In alcuni casi – come alla Federico II di Napoli – gli accordi non sono stati resi noti nel dettaglio “per ragioni di concorrenza”, sollevando perplessità sul grado di trasparenza richiesto a un’istituzione pubblica.
Sul versante della ricerca aerospaziale, Bologna emerge per il numero di progetti con Thales Alenia, mentre Padova, Firenze, Sapienza e Tor Vergata risultano anch’esse coinvolte in programmi europei che includono applicazioni dual use, civili e militari. Di contro, i politecnici di Milano e Torino non hanno fornito informazioni complete: un dato che, più che dissipare dubbi, rischia di alimentarli, anche considerando che a Torino la ricerca militare rappresentava già anni fa una quota rilevante dei contratti.
Il caso della Sapienza resta simbolico.

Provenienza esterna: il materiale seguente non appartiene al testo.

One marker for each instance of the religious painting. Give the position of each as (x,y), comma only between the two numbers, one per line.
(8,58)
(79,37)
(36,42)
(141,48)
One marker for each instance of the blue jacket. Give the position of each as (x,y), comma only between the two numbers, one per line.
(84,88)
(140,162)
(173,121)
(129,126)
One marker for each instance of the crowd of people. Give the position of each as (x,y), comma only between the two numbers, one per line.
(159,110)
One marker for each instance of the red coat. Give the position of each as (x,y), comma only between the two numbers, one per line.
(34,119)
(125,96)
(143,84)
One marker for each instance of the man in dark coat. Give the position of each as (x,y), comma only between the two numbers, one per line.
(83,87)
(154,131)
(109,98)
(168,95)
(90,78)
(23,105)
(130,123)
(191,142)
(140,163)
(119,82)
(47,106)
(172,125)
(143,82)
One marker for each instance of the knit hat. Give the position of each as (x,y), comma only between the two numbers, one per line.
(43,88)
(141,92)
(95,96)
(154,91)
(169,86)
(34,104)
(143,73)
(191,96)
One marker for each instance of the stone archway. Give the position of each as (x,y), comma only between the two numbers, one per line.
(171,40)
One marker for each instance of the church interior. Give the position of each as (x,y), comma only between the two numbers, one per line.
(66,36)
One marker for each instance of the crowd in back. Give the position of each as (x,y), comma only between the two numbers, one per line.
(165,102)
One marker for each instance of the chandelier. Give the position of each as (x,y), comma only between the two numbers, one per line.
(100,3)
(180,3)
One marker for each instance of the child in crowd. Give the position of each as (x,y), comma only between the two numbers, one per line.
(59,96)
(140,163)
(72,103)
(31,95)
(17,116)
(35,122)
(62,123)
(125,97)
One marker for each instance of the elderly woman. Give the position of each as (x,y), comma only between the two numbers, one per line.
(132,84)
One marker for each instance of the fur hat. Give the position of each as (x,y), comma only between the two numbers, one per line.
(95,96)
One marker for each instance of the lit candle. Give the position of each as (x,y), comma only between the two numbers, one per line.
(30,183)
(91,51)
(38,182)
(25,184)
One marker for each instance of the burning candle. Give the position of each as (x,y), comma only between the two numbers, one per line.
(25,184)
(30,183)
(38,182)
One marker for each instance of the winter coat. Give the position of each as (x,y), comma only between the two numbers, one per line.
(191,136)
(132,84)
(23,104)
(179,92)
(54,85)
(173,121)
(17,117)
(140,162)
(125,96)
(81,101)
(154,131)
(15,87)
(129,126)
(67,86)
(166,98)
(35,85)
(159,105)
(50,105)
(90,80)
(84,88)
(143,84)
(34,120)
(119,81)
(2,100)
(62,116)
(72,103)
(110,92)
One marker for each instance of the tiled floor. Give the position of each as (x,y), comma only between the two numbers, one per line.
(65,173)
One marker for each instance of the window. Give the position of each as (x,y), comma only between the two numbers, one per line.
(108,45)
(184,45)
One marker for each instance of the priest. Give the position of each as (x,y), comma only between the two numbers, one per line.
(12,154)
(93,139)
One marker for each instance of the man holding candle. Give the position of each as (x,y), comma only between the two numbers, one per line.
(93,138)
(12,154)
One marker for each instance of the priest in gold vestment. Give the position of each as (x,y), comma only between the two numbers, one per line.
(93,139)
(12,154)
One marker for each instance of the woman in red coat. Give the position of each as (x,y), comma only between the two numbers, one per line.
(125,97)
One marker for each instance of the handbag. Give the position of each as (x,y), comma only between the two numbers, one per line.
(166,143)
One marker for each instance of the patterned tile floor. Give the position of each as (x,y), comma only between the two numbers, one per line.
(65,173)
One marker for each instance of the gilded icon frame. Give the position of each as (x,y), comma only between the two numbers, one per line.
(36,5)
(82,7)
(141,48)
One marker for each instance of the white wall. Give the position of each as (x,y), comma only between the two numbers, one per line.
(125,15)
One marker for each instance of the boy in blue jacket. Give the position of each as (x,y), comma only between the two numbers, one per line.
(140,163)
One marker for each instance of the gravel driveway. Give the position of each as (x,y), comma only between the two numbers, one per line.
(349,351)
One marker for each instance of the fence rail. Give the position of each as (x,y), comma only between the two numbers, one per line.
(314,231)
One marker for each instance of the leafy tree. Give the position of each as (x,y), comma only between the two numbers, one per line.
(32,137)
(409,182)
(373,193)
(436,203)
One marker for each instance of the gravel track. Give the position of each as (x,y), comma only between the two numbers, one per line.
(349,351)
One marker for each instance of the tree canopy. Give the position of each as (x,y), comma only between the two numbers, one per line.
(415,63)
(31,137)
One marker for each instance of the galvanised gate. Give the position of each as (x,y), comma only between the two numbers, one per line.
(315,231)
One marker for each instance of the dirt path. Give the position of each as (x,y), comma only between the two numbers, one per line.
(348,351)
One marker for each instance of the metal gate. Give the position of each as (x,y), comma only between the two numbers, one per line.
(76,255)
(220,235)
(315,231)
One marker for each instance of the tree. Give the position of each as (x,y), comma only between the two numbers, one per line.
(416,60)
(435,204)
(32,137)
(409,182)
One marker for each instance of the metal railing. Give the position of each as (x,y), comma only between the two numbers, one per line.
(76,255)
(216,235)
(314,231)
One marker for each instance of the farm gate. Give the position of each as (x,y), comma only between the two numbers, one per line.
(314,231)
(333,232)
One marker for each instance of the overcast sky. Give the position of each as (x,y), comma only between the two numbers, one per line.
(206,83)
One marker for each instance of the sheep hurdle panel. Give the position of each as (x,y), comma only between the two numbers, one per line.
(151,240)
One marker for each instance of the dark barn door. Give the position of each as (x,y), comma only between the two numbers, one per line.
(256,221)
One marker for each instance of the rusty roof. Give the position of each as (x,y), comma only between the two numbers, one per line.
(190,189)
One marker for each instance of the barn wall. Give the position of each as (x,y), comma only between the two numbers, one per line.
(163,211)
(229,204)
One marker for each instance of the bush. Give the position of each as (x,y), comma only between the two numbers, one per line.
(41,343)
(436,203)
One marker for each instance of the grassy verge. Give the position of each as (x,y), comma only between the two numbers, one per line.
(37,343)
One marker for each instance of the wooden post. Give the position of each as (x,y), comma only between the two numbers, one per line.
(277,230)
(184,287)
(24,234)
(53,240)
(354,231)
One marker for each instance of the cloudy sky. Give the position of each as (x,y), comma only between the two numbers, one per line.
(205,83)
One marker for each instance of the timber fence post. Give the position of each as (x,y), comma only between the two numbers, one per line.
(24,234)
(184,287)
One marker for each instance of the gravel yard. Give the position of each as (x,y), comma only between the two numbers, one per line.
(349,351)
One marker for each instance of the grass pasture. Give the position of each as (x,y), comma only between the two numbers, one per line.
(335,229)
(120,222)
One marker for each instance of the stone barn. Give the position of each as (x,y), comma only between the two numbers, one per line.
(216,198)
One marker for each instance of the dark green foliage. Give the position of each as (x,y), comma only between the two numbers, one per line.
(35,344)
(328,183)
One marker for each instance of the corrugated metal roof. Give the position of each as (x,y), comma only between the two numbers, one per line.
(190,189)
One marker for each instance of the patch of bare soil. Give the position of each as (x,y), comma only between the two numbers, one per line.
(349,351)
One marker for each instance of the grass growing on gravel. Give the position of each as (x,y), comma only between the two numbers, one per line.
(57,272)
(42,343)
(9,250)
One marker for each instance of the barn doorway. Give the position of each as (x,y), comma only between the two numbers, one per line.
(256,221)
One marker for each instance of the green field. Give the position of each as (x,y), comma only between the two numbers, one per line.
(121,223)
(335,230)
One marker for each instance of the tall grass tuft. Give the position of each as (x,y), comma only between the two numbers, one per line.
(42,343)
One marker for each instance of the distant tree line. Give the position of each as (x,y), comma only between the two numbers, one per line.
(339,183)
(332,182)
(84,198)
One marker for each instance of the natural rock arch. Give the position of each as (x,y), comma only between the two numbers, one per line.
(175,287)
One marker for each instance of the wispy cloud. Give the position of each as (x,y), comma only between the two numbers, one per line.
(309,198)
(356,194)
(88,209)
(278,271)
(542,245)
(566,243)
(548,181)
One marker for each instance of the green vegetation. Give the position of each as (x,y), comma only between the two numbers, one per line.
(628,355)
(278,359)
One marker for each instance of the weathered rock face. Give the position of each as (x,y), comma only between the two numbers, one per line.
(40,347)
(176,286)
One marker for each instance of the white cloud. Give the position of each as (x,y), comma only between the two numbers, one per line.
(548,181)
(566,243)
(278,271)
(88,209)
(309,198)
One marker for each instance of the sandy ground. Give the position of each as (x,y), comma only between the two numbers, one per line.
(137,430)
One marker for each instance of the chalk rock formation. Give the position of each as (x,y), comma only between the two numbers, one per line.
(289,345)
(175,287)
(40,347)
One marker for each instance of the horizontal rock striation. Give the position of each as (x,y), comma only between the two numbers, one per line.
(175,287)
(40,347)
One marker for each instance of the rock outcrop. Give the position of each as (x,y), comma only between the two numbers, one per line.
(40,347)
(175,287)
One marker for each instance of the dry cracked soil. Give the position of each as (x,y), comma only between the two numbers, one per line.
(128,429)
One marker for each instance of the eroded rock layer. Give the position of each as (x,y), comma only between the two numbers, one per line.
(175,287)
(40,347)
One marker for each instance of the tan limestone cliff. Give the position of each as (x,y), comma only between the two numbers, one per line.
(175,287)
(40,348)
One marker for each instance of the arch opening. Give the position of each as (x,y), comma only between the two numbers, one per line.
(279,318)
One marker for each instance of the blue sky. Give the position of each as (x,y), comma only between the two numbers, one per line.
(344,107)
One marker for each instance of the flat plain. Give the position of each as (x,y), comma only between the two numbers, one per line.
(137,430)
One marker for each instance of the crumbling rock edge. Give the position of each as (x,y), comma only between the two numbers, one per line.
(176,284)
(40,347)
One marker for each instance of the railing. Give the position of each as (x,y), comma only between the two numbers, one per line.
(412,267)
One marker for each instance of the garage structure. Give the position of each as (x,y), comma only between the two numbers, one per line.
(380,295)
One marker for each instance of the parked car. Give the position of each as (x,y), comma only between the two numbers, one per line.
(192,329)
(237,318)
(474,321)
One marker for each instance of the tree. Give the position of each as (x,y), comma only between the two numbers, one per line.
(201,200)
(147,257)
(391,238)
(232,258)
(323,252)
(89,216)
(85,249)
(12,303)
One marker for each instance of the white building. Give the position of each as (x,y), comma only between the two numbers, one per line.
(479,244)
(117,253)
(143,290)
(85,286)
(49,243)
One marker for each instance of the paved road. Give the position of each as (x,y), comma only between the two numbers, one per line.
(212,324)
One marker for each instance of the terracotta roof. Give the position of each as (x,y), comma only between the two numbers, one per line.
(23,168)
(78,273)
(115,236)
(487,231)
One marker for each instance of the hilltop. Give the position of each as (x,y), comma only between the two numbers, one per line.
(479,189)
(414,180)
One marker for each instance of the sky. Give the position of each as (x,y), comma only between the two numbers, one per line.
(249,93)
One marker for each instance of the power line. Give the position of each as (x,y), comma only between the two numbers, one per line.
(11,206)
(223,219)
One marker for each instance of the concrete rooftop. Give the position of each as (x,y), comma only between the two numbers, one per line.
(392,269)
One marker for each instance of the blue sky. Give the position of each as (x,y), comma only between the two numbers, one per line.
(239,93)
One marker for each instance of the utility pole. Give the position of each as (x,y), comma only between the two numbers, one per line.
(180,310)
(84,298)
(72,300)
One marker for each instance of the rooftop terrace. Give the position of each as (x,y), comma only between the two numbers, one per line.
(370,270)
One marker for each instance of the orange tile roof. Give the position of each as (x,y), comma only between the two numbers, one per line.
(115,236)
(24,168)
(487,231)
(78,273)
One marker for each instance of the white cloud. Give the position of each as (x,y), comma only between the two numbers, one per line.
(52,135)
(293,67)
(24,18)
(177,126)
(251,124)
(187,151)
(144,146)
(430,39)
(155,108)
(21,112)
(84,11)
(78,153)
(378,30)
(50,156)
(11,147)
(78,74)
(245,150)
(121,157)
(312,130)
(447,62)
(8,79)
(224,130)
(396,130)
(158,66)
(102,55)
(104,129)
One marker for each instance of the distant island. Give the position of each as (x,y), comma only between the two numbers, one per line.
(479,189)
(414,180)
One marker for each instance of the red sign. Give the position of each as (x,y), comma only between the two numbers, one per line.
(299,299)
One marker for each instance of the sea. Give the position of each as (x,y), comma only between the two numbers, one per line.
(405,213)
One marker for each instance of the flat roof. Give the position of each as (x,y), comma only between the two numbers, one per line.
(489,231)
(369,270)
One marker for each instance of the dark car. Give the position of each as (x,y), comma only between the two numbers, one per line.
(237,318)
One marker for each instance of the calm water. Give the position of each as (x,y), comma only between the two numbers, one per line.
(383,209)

L’ateneo romano collabora da tempo con Leonardo e partecipa, tramite la Fondazione Med-Or, alla riflessione strategica su Mediterraneo e Medio Oriente. Una scelta che ha aperto un dibattito acceso fra studenti e docenti sul confine tra legittima cooperazione industriale e rischio di “normalizzazione” della logica del riarmo. Le proteste studentesche degli ultimi mesi testimoniano che il tema non è astratto: riguarda il senso della missione universitaria, la libertà di ricerca e il servizio al bene comune.
Da questo quadro non emerge una condanna pregiudiziale, ma una domanda di responsabilità.
Che tipo di sviluppo vogliamo sostenere?
Quale equilibrio tra ricerca civile, sicurezza e pace?
Il mercato può da solo orientare i laboratori universitari?
La Dottrina sociale della Chiesa richiama l’alleanza tra sapere e cura dell’umano. E invita a custodire la pace non come idea astratta, ma come criterio concreto per orientare scelte e priorità. Un’università che dipende in modo crescente da fondi militari rischia non solo di perdere trasparenza, ma anche di smarrire la sua vocazione più profonda: formare coscienze libere e pensiero critico.
L’Italia ha bisogno di ricerca d’eccellenza. Ma ha anche bisogno di ricerca che non dimentichi l’uomo. In un tempo in cui la guerra torna a bussare alle porte dell’Europa e del Mediterraneo, tenere desto questo interrogativo è un servizio alla verità e alla pace.
Nota della redazione
Quest’articolo non intende assumere posizioni di parte né delegittimare collaborazioni istituzionali. È una riflessione giornalistica basata su dati pubblici e finalizzata a promuovere trasparenza, dibattito e consapevolezza sul rapporto tra università, ricerca e industria militare.